If we froze LLM technology at present-day capabilities and spent the next 20 years on that, I'd expect it to ultimately look transformative in a similar way to the Internet. I mean if you told me in fall 2022 that 2.5 years later I'd be building software by meta-prompting and meta-meta-prompting AI agents to write code overnight while I slept, I'd assume that we were fictional characters in a Black Mirror episode.

jwrallie•1h ago
I have trouble justifying the $20 tier when compared to other offers for similar service from other providers. I think OpenAI should, every once in a while, offer a new feature with no delay to their Plus tier, with lots of limits of course.
paul7986•6h ago
GPT needs way better image creation! Today I asked it to create a full image of a 2025 calendar highlighting all weekday workdays excluding federal holidays. At the bottom of legend tell me how many weekday work hours are available within criteria noted.

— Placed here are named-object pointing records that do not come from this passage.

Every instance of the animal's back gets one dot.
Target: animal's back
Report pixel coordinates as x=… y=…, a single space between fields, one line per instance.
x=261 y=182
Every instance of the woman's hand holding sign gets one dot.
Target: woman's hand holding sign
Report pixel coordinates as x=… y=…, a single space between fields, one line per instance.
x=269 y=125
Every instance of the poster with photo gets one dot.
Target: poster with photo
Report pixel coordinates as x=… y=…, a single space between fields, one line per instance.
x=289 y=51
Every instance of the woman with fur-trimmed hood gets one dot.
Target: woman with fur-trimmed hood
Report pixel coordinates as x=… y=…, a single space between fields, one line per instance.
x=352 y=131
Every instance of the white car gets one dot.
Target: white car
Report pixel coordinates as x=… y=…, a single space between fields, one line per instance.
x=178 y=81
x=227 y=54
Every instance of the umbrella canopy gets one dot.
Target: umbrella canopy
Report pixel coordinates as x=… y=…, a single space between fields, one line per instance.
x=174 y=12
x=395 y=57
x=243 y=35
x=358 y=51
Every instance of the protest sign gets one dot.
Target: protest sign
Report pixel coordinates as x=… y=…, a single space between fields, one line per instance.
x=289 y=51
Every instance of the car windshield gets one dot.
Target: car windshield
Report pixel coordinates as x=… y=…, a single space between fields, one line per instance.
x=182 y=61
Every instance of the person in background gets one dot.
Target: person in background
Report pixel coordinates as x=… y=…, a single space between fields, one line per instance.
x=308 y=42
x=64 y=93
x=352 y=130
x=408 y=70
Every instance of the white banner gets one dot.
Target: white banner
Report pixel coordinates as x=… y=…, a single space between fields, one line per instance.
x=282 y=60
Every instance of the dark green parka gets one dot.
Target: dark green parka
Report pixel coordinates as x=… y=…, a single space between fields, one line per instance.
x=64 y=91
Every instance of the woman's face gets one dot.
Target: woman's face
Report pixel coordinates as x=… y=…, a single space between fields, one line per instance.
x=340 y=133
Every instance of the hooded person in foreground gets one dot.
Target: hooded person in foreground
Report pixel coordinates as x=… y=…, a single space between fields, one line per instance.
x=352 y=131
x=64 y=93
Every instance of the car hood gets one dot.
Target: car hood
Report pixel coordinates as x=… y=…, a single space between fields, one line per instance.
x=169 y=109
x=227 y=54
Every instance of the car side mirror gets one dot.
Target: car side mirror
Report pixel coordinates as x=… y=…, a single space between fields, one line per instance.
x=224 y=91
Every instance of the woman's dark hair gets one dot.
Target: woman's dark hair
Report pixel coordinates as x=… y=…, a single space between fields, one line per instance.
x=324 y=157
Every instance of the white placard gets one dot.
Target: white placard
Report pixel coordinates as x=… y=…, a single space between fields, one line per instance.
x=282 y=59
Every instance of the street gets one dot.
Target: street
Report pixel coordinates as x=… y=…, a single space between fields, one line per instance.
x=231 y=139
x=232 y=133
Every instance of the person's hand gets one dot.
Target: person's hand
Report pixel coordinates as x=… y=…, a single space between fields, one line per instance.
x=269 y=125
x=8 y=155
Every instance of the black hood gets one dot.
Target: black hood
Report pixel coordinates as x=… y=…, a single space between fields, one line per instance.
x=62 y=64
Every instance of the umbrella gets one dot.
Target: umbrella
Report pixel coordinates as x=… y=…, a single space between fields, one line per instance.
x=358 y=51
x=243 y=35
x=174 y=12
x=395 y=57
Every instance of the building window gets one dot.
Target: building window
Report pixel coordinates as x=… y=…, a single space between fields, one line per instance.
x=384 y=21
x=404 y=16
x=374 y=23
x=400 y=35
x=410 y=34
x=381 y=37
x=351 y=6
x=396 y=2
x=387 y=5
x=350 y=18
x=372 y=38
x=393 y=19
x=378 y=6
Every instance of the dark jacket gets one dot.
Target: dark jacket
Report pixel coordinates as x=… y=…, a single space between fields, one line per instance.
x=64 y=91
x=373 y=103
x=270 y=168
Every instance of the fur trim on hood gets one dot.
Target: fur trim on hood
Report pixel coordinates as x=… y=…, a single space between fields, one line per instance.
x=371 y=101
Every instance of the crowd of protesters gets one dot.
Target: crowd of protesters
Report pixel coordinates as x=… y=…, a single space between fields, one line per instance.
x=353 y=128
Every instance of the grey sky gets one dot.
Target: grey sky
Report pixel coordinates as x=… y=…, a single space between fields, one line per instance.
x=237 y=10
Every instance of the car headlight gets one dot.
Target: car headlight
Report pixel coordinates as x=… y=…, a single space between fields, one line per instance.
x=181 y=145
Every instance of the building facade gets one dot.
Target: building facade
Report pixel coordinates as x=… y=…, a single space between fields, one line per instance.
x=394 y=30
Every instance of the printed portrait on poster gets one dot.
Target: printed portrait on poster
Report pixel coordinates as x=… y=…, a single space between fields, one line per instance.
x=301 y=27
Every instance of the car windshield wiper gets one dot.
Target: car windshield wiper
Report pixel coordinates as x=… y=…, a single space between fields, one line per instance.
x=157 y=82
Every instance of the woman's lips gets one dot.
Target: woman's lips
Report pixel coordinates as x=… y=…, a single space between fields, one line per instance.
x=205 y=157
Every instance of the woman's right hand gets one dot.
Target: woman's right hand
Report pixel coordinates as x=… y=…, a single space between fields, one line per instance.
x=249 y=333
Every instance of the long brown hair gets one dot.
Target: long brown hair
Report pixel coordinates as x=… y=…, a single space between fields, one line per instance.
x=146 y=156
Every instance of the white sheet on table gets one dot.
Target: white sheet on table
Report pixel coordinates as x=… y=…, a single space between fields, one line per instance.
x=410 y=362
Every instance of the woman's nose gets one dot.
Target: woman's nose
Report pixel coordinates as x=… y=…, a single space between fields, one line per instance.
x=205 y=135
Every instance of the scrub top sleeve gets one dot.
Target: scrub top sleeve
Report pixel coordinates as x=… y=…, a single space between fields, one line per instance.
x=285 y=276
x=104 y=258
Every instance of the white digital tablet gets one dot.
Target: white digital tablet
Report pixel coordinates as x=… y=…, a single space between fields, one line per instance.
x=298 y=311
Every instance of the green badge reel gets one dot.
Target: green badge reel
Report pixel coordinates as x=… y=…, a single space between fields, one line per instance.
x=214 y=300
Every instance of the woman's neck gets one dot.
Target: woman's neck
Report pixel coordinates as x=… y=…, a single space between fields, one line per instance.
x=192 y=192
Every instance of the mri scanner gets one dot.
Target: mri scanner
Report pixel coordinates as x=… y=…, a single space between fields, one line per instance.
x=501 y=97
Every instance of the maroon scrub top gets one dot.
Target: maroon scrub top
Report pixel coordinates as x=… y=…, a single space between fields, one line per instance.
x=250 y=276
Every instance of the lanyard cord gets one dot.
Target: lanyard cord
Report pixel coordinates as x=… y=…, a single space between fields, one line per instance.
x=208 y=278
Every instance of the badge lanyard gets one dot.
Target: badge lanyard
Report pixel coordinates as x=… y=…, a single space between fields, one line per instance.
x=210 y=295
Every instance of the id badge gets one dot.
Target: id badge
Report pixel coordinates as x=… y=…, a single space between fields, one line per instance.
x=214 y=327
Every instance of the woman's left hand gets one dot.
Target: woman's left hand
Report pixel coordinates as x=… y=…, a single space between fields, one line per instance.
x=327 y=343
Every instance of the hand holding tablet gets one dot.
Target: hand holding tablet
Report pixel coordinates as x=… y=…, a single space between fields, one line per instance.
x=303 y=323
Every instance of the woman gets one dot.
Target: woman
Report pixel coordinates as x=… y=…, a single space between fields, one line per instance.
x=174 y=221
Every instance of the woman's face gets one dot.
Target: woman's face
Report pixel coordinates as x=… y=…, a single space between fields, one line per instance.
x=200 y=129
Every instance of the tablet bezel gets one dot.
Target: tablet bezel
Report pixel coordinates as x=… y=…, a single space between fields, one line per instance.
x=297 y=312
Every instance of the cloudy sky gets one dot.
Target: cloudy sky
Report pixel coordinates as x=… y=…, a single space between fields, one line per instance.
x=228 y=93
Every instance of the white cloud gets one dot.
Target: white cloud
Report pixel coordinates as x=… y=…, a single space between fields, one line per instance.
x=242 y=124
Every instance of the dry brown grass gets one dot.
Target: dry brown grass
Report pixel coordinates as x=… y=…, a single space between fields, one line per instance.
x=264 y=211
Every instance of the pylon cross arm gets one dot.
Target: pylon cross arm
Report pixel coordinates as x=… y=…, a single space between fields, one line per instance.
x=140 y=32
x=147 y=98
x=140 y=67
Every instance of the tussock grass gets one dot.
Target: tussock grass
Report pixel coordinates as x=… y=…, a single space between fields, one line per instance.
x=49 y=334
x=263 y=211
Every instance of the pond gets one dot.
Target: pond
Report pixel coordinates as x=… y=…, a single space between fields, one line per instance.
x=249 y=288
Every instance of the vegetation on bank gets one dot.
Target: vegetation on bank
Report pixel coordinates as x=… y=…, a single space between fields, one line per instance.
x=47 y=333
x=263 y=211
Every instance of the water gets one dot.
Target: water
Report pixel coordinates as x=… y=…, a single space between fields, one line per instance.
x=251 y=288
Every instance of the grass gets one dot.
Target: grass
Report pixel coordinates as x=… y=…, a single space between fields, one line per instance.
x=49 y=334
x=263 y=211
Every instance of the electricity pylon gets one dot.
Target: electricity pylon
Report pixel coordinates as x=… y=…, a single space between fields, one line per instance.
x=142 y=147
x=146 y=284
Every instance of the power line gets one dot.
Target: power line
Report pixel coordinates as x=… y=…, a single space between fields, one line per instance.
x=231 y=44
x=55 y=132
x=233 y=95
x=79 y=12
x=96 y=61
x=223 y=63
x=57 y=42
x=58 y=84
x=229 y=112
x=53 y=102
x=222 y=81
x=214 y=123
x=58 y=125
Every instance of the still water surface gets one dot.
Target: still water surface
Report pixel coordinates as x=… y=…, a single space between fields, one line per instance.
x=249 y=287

It created the image showing each month but when you looked at each month it was so janky ... February 31st and other huge errors!

I'm not using image creation to create 3d art for fun or art sake im trying to use it to create utility images to share for discussion with friends & co-workers. The above is just one of many ways it fails when creating utility images!

mkl•5h ago
Wrong tool for the job. Try asking it to generate an SVG calendar with those features, or to generate Python code that produces an SVG calendar with those features.
catlifeonmars•1h ago
That makes sense. Naively, one would expect this to be the type of reasoning that it should “figure out” on its own.
vintagedave•26m ago
> Update to o4-mini (June 6, 2025) > We are rolling back an o4-mini snapshot, that we deployed less than a week ago and intended to improve the length of model responses, because our automated monitoring tools detected an increase in content flags.

Does anyone know what it did or returned? I had not seen anything, nor have I read anything, about issues here.

honeybadger1•9m ago
Gemini still, for me, feels like the king for speed and accuracy.
eru•3m ago
I'm trying out o3-pro now with some algorithmic questions. It seems to be doing alright, but it's taking an awfully long time (as expected) and the UIs seem to time out a lot, especially the Android app and the MacOS desktop app. The web interface seems the least flaky, but that's not saying much.